Comment by _wmd
6 years ago
So in response to a catastrophic failure due to testing in prod, they're going to push out a brand new regex engine with an ETA of 2 weeks. Can anyone say testing in prod?
The constant use of 'I' and 'me' (19 occurrences in total) deeply tarnishes this report, and repeatedly singling out a responsible engineer, nameless or not, is a failure in its own right. This was a collective failure, any individual identity is totally irrelevant. We're not looking for an account of your superman-like heroism, sprinting from meeting rooms or otherwise, we want to know whether anything has been learned in the 2 years since Cloudflare leaked heap all across the Internet without noticing, and the answer to that seems fantastically clear.
This report is written by me, the CTO of Cloudflare. I say "I" throughout because organizational failings are my responsibilty. If I'd said "we" I imagine you'd be criticizing me for NOT taking responsibility.
If you read the report you'd see I do not blame the engineer responsible at all. Not once. I made that perfectly clear.
I wonder if you are able to talk a bit about the development of the Lua-based WAF. I imagine the possible unbounded performance of feeding requests into PCRE must have occurred to you or others at the time - or at least, long before this outage.
I don't mean this as some sort of lame 'lol shoulda known better' dunk - stories about technical organizations' decision-making and tradeoff-handling are just more interesting than the details of how regexes typed in a control panel grow up to become Jira tickets.
I did a talk about this years ago: https://www.youtube.com/watch?v=nlt4XKhucS4
1 reply →
Wow, I'm amazed two people could read that writeup (yourself and myself) and come to two totally different conclusions.
Pushing out a brand new regex engine surely will go through the usual process. This doesn't seem like it will take a lot of time unless there are surprises. Cloudflare clearly has the infrastructure in place already to do a proper integration test for correctness test and rampup infrastructure to ensure it doesn't cause a global outage. The global nature of this outage was because the rampup infrastructure was explicitly not used as per the protocol.
I have no idea what you read where a single engineer was singled out. At several points in this post mortem the author identifies that the regex being written by the individual involved was far from the only cause of the outage. This is a very textbook blameless post mortem doc afaict.
The narrative about the actions taken and meetings which were in is also par for the course for a good post mortem since these variables are real, and should be addressed by remediation items if they contributed to the outage. (For example, is it sane that the entire engineering team was synchronously in a meeting? Probably not.)
It seems we're reading different blog posts. Under the "What went wrong" section there are 11 points, all with differing levels of responsibility and ownership. He did well to identify the collective nature of this failure.
I don't see why switching to a new regex implementation would be so scary. 2 weeks to test that your regexes don't break seems fine? Seems like a long time tbh.
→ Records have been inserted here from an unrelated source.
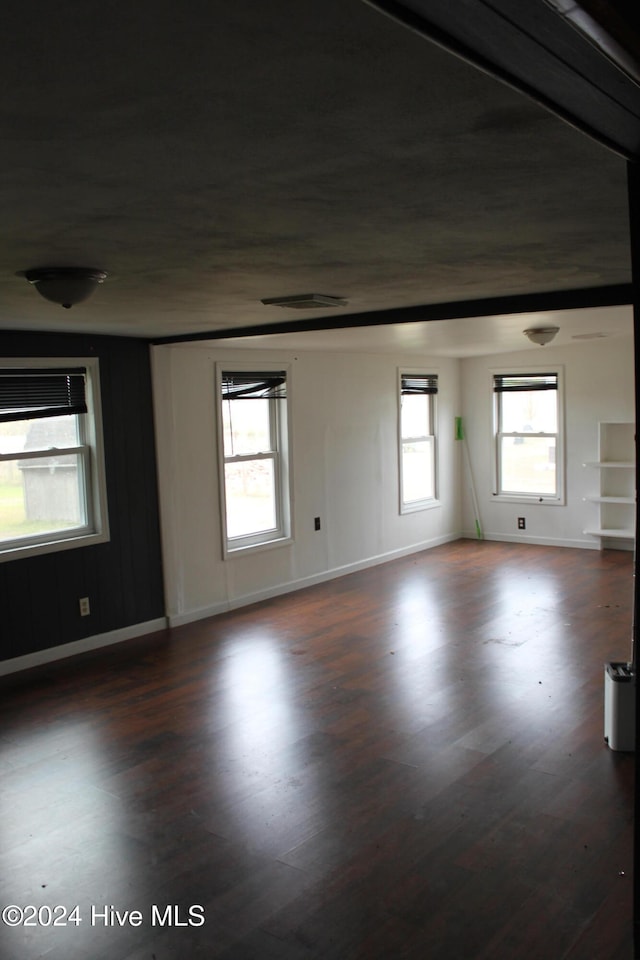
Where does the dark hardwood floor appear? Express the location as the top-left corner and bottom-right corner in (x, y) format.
(0, 541), (633, 960)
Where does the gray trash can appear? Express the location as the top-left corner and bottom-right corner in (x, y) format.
(604, 663), (636, 750)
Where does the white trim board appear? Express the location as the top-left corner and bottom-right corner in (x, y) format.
(0, 617), (168, 677)
(167, 533), (464, 627)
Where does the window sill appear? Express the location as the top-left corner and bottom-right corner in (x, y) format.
(223, 536), (293, 560)
(400, 499), (442, 516)
(0, 531), (109, 563)
(492, 493), (565, 507)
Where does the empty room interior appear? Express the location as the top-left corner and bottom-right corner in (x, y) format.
(0, 0), (640, 960)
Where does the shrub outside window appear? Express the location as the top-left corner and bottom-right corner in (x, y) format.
(398, 373), (438, 513)
(0, 358), (108, 560)
(219, 367), (290, 555)
(493, 371), (563, 503)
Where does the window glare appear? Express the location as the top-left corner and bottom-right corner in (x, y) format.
(0, 416), (78, 453)
(402, 439), (435, 503)
(499, 390), (558, 433)
(500, 437), (556, 496)
(222, 399), (271, 457)
(400, 394), (431, 437)
(224, 460), (277, 538)
(0, 416), (87, 543)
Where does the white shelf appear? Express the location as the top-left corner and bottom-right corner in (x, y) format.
(582, 496), (636, 503)
(584, 421), (636, 547)
(584, 527), (635, 540)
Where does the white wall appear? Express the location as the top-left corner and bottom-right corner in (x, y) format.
(153, 345), (461, 624)
(461, 337), (634, 548)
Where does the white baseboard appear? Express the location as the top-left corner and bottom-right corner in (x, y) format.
(462, 530), (600, 550)
(168, 533), (463, 627)
(0, 617), (168, 677)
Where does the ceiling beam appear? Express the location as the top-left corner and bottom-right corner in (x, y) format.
(150, 283), (633, 345)
(364, 0), (640, 160)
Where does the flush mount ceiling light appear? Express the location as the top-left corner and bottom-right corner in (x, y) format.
(522, 327), (560, 347)
(261, 293), (349, 310)
(21, 267), (107, 309)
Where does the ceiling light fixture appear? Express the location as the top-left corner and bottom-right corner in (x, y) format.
(522, 327), (560, 347)
(20, 267), (107, 309)
(261, 293), (349, 310)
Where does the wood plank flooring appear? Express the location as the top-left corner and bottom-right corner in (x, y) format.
(0, 541), (633, 960)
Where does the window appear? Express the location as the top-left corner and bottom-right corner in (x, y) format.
(399, 373), (438, 513)
(493, 372), (563, 502)
(0, 358), (108, 560)
(219, 368), (290, 555)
On top of that they're switching to more constrained regex engines. Rust's regex engine makes guarantees about its running time, something that would have directly mitigated a portion of the issue. And it isn't as if RE2/Rust regex aren't in use anywhere, rust's regex engine is integrated into vscode, for example.
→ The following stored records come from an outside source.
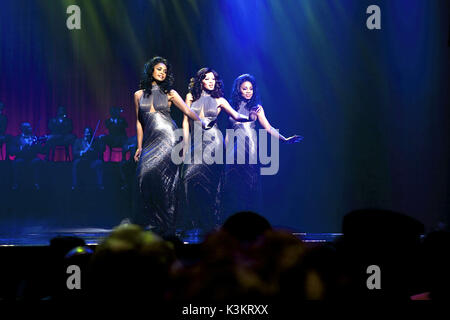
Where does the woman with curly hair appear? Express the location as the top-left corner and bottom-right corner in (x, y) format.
(134, 57), (200, 234)
(183, 68), (255, 232)
(222, 74), (303, 217)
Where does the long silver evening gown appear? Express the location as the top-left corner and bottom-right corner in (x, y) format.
(137, 85), (179, 234)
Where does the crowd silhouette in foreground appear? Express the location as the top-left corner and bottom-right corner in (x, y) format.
(1, 209), (450, 308)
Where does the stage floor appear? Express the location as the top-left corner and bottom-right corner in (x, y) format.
(0, 227), (342, 247)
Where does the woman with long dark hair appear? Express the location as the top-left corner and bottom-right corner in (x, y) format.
(222, 74), (303, 217)
(134, 57), (200, 235)
(183, 68), (255, 232)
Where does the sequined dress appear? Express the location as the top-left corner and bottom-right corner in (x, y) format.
(136, 85), (179, 234)
(222, 101), (262, 218)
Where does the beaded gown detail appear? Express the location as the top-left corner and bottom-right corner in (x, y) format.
(222, 101), (262, 218)
(137, 85), (179, 234)
(182, 92), (223, 232)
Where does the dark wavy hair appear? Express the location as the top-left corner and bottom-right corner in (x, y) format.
(188, 68), (223, 101)
(139, 57), (174, 95)
(230, 73), (261, 110)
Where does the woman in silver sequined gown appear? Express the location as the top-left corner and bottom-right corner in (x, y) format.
(222, 74), (303, 218)
(181, 68), (255, 233)
(134, 57), (199, 235)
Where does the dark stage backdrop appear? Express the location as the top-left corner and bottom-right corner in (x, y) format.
(0, 0), (450, 232)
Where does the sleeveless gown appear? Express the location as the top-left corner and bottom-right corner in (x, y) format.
(136, 85), (179, 234)
(182, 92), (223, 233)
(222, 101), (262, 218)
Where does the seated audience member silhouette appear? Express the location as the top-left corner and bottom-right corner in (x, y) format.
(411, 231), (450, 302)
(0, 102), (9, 160)
(170, 229), (315, 303)
(45, 107), (76, 159)
(45, 236), (92, 300)
(88, 224), (175, 304)
(338, 209), (424, 300)
(102, 107), (128, 159)
(72, 127), (104, 190)
(10, 122), (43, 190)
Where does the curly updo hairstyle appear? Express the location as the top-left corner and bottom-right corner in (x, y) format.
(188, 68), (223, 101)
(231, 73), (261, 110)
(139, 57), (174, 95)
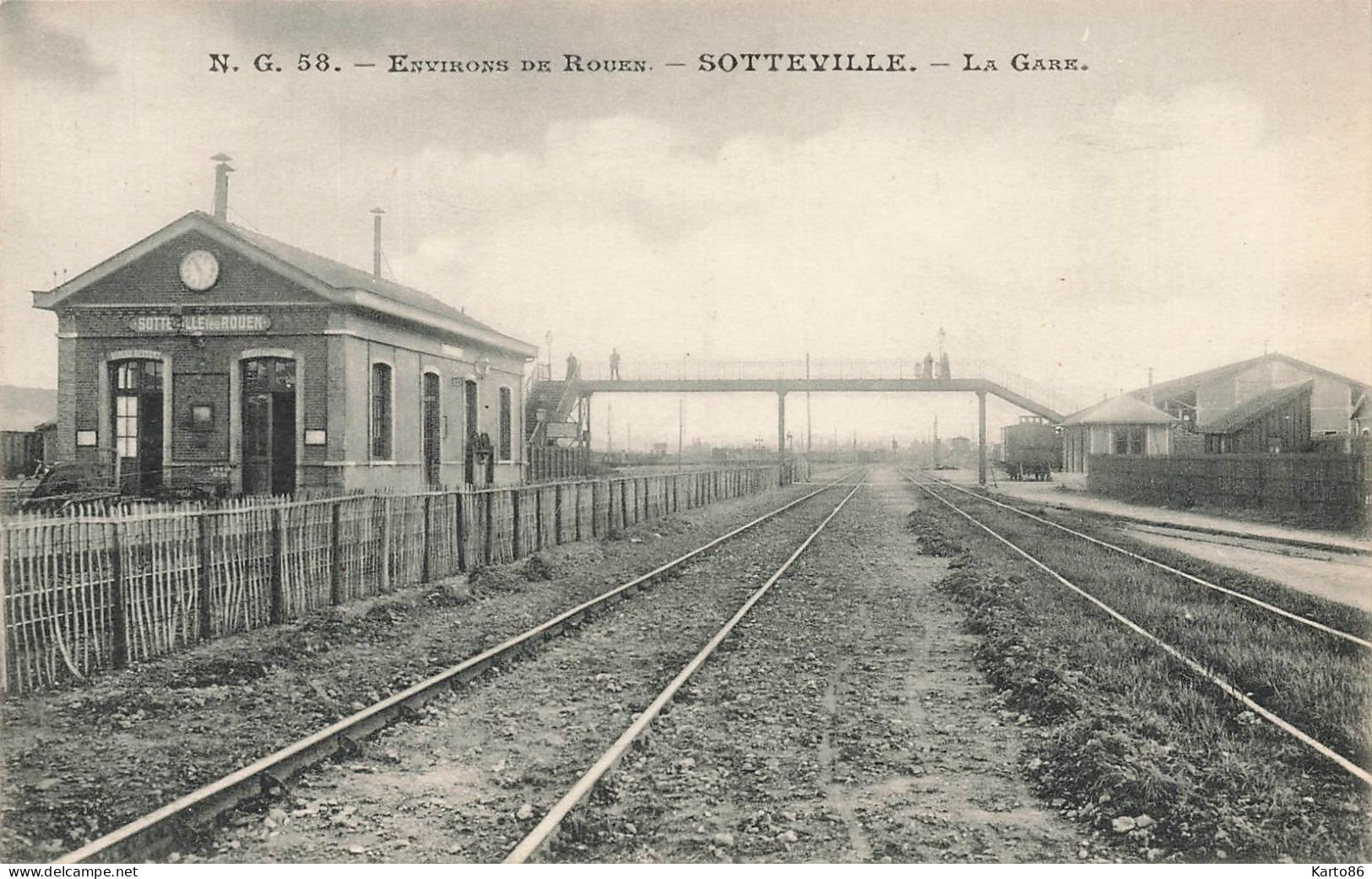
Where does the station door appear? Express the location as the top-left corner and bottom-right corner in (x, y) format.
(110, 359), (165, 494)
(243, 356), (296, 495)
Personal attacks aren't allowed on HN, and please don't post in the flamewar style here generally.
https://news.ycombinator.com/newsguidelines.html
You are overreacting and protecting your preferred people. What is HN running on again?
If this is a personal attack, there are literally 10-50 of these per day in arbitrary threads.
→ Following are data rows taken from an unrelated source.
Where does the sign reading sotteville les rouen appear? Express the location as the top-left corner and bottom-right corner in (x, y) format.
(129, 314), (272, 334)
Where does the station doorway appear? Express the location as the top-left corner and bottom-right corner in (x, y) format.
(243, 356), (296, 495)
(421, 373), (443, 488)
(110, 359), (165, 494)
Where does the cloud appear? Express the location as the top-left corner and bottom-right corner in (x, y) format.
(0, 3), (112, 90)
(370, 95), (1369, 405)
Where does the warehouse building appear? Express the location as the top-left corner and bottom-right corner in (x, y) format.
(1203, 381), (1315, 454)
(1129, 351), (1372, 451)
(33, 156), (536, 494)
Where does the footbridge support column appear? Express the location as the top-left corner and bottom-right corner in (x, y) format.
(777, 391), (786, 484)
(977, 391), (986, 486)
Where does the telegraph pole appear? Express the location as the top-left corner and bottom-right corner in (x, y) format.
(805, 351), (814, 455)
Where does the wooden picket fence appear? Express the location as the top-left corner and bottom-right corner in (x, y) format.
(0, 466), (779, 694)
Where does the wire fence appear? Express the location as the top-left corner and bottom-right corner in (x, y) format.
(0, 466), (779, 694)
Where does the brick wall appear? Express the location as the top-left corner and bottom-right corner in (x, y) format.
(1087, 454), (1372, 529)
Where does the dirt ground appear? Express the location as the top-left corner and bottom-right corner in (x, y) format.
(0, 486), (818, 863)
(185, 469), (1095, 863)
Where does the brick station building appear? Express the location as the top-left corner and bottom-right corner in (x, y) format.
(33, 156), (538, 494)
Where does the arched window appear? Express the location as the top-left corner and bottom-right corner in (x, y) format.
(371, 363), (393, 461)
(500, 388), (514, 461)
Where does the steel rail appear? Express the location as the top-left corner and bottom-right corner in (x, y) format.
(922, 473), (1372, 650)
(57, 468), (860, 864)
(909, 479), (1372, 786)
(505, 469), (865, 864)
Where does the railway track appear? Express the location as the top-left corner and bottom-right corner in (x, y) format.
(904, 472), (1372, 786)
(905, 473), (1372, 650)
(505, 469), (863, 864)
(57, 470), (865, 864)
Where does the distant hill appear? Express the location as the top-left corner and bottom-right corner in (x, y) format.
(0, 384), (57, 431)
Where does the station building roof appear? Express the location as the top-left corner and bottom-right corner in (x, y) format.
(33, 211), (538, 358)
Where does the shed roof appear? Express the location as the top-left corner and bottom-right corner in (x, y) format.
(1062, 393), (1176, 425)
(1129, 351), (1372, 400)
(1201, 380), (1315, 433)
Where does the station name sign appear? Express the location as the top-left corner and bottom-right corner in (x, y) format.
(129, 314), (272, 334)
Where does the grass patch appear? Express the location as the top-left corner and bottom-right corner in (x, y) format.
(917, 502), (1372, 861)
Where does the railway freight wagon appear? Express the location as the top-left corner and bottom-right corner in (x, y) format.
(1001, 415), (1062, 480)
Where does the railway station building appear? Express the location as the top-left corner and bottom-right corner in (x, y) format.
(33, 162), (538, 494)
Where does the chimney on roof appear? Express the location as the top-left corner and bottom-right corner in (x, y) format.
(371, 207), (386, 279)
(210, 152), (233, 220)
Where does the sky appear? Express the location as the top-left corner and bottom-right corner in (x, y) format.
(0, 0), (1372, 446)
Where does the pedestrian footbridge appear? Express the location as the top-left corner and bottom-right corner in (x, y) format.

That comment was breaking the site guidelines, quite badly in fact. We moderate comments like that the same way regardless of who or what they're about.
> there are literally 10-50 of these per day in arbitrary threads
If you can find cases of this where moderators didn't respond, I'd like to see links. The likeliest explanation is simply that we didn't see it. We don't come close to seeing everything that gets posted here, so we depend on users, via flagging (https://news.ycombinator.com/newsfaq.html) or by emailing hn@ycombinator.com.
> What is HN running on again?
I suppose I have to answer this or someone will concoct a sinister reason why I didn't. HN doesn't run on Cloudflare.
You can easily duplicate traffic into a test infrastructure that wouldn't affect the production environment, and you're acting as if re2 et al hasn't had plenty of testing too. 2 weeks with the level of traffic (test data) that Cloudflare gets seems pretty realistic.